Home Office guidance on Right to Rent 'could lead landlords to break the law'

Document contradicts legally-binding code of practice for scheme, which the High Court ruled in March breachs human rights law

Photo: Paul Wilkinson/ CC BY 2.0

Guidance published by the Home Office on its Right to Rent scheme could lead to landlords breaking the law, the Residential Landlords Association has said.

The Home Office published updated guidance last month on how to comply with Right to Rent, which requires landlords in England to check the immigration status of prospective tenants.

The scheme was rolled our nationally in 2016 under then-home secretary Theresa May's so-called hostile environment policy to make it difficult for people to live and work in the UK illegally.


Landlords who fail to conduct the proper checks fines or face up to five years in prison.

But the RLA, which represents more than 35,000 landlords, has said that following some of the guidance included in the updated document would be breaking the law.

The document advises that when a prospective tenant is a foreign national of Australia, Canada, Hong Kong, Japan, Singapore, South Korea and the United States and plans to stay in the UK for up to six months, landlords need only check their passport and airline ticket to determine whether they have the right to rent in the UK.

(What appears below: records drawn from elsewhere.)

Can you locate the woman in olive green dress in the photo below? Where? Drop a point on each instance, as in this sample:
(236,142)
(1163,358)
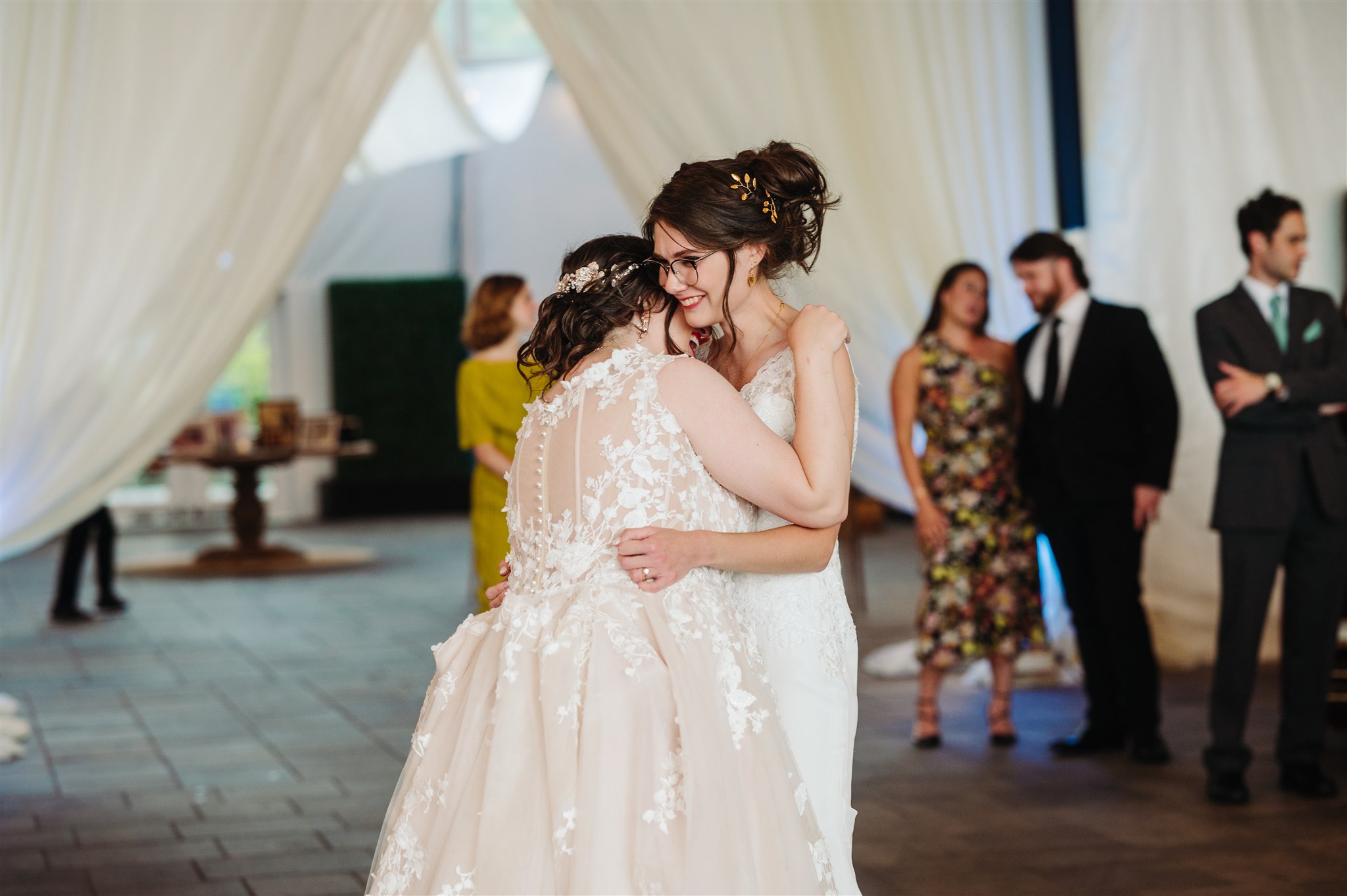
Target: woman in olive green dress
(977,540)
(492,394)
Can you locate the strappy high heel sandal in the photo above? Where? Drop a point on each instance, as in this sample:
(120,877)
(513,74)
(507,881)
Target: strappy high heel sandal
(929,715)
(1002,732)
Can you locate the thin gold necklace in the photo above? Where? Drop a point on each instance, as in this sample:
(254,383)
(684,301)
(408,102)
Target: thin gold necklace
(770,329)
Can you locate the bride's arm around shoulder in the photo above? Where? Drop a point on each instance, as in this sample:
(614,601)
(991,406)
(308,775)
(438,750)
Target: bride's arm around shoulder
(806,484)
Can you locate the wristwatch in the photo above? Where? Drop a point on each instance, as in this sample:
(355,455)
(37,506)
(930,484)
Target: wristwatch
(1275,385)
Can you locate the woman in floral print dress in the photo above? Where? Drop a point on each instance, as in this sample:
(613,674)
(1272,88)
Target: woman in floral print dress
(977,540)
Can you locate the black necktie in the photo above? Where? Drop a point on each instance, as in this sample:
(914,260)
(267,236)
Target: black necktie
(1054,371)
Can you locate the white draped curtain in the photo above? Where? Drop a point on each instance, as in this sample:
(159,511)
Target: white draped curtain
(931,120)
(1190,109)
(162,167)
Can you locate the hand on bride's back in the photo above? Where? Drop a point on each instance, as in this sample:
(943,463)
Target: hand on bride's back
(817,329)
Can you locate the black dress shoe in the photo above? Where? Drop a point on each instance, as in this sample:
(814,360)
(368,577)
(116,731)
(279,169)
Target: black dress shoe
(1087,743)
(1227,789)
(1149,749)
(109,603)
(1307,779)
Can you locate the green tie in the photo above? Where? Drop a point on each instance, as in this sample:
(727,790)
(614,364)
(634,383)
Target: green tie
(1279,321)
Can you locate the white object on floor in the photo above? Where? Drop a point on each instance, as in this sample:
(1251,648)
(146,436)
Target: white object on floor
(15,728)
(11,749)
(893,661)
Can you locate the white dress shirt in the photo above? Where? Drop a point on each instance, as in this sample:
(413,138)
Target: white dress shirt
(1071,312)
(1263,294)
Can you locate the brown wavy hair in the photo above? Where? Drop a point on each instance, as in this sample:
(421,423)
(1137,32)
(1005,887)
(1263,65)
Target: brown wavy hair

In May, the Home Office extended visa-free entry to the UK via e-passport gates to nationals from these six countries – known collectively as B5JSSK nationals – who are visiting for up to half a year. This means they do not obtain a stamp in their passport or any other documentation proving their right to remain in the UK for that period.

“If they wish to rent accommodation in the private rented sector as their only or main home, a landlord will be able to establish the individual’s right to rent status by checking their passport together with evidence of the date they last travelled to or entered the UK,” the guidance says.

But the document, which has no legal standing, appears to contradict Right to Rent legislation.

The legally-binding code of practice for the scheme says that landlords “must be shown clear evidence from the Home Office that the holder has the right, either permanent, or for a time limited period, to reside in the UK”.

The guidance acknowledged that when individuals enter the UK, “their passport will not be endorsed by Border Force”, and that they will therefore “not have a current document enabling them to satisfy a right to rent check conducted by a landlord or lettings agent in the manner set out in the code of practice”.

However, the RLA has said the guidance has no legal standing and therefore cannot supersede the code of practice. The association said that unless the code of practice is revised to match the guidance, landlords could be left open to prosecution should a tenant remain in the country for more than six months.

CSW understands that members of the Home Office’s Right to Rent Consultative Panel – whose members include representatives of the RLA as well as other landlords’ and tenants’ groups, charities and local authorities – told the department before the policy was introduced that it could cause problems for landlords.

The guidance was published on 1 July – a month after the use of e-passport gates was extended.

The RLA warning is the latest controversy to strike the Right to Rent scheme, which has faced near-unanimous opposition from landlords, tenants’ groups, and housing and human rights charities since its inception.

In March, the High Court ruled the scheme breached human rights law as it “strongly showed” the legislation caused landlords to discriminate against both foreign nationals and black and minority-ethnic British citizens.

The Home Office is preparing to launch a review of the scheme and to appeal the judgement, which also blocked the department from rolling it out to Scotland, Wales and Northern Ireland.

David Smith, the RLA’s policy director and a member of the consultative panel, said the guidance was “a new low in the sorry saga of the Right to Rent”.

“Having already been ruled to be discriminatory by the High Court, the government is now putting out guidance which could leave landlords open to prosecution.

“It reinforces once against that the Right to Rent policy needs to go and go now.”

Responding to the RLA’s concerns on Twitter, Chai Patel, a human rights lawyer and legal policy director at the Joint Council for the Welfare of Immigrants, which brought the High Court Challenge, said landlords would be “liable to civil penalty fines or imprisonment” if they followed the guidance.

“Yet again the Home Office proves that right to rent is totally unworkable,” he said.

A Home Office spokesperson said: “We have updated guidance on gov.uk to ensure Right to Rent checks are in line with latest policy changes.

"Ahead of publication of the formal codes of practice, we have been clear that we will not seek to impose a civil penalty or a prosecution in cases where landlords have complied with this guidance.”